The report indicated the facility's DON, Administrator, and abuse coordinator were notified of the incident; in response, Fireside reassigned E.A. to care for other residents, investigated the allegation, conducted an abuse in-service training, and notified the individual who held power of attorney on behalf of Resident 1.  CMS Ex. 8 at 2.  Fireside advised TDADS that its investigation was inconclusive regarding the truth of the allegation and that, following the investigation, it would continue conducting abuse in-services and implement one-on-one counseling about how to work with difficult residents.  Id.
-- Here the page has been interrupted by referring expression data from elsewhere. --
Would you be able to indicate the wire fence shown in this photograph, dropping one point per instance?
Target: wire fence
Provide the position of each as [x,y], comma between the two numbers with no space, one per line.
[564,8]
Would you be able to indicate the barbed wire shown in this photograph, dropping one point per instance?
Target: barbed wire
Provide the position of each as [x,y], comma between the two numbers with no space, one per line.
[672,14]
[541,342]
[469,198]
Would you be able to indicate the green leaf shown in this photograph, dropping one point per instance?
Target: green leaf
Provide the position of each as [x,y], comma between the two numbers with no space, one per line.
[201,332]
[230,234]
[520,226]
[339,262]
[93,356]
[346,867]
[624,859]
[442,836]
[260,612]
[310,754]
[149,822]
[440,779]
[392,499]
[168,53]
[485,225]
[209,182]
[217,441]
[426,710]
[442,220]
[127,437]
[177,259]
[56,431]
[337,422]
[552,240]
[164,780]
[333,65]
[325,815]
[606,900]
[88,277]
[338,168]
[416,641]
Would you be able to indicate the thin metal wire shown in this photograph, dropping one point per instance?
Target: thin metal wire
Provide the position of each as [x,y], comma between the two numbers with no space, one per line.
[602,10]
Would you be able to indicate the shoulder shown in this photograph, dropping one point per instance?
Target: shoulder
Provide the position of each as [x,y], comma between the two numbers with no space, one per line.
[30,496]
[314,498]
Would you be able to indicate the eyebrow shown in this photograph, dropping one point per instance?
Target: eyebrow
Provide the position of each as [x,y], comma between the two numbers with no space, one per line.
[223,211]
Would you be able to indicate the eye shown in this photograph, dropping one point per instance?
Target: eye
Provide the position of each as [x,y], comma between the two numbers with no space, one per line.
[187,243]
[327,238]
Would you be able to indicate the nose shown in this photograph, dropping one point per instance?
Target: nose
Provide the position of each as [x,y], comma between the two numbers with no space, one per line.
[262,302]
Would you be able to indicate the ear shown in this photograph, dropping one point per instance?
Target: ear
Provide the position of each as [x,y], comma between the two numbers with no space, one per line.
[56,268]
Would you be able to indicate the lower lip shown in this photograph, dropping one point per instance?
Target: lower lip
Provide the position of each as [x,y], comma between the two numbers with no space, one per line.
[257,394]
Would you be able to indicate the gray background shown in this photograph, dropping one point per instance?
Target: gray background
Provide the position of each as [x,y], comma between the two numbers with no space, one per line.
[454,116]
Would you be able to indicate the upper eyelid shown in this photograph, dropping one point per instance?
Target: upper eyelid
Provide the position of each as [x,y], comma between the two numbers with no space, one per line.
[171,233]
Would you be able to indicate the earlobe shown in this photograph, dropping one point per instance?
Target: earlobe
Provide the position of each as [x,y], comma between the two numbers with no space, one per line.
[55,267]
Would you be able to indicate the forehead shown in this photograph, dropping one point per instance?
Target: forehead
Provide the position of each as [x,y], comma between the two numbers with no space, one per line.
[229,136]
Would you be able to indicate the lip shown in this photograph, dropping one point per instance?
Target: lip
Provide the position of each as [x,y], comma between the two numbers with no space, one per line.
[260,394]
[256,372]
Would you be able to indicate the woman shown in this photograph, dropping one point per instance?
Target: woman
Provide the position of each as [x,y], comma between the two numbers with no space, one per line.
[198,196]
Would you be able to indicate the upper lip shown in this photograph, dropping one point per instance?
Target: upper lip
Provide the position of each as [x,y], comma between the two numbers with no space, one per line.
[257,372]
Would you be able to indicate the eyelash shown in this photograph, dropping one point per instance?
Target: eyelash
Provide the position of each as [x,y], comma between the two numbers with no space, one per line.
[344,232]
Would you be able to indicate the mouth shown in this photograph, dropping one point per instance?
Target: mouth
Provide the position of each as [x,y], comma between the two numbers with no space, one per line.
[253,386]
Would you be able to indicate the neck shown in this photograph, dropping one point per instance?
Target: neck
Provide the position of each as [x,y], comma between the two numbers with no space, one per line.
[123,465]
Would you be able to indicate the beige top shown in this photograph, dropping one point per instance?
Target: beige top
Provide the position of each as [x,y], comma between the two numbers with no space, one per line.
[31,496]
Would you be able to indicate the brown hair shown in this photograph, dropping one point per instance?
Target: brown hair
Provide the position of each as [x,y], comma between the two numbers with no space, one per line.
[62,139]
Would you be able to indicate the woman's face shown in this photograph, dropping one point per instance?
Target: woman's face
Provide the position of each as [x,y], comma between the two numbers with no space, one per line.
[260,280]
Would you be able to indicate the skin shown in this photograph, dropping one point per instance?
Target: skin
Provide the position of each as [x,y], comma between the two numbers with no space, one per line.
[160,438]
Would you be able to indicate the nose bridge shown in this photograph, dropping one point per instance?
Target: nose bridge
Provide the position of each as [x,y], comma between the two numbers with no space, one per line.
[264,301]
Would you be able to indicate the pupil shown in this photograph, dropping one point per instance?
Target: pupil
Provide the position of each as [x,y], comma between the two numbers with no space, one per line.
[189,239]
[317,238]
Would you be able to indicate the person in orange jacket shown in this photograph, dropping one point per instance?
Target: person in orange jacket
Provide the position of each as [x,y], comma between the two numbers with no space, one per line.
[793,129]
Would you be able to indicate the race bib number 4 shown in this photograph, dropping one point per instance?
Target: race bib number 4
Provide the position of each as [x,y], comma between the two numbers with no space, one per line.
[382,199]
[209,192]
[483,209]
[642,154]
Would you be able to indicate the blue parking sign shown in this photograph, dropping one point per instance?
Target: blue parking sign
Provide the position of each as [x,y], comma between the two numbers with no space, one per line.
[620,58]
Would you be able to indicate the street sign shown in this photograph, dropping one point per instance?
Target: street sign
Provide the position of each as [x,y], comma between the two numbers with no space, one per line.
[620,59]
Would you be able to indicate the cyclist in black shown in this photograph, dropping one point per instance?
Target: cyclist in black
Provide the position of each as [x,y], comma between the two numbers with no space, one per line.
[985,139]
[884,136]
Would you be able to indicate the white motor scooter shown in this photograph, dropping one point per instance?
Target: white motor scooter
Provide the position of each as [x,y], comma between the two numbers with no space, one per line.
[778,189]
TDADS conducted a survey beginning August 3, 2016.  As part of that investigation, the state agency surveyor interviewed several facility staff members, including E.A., the DON, and the abuse coordinator.  E.A. told the surveyor that, following the allegation by Resident 1, she was reassigned to another hall of the facility and took care of the residents in that hall.  CMS Ex. 9 at 4; CMS Ex. 11 at 3.  Facility records confirm that E.A. worked on July 17, 18, and 19, 2016.  CMS Ex. 12 at 6.  Fireside does not dispute (and indeed appears to concede) that E.A. cared for residents on those days.  P. Br. at 6.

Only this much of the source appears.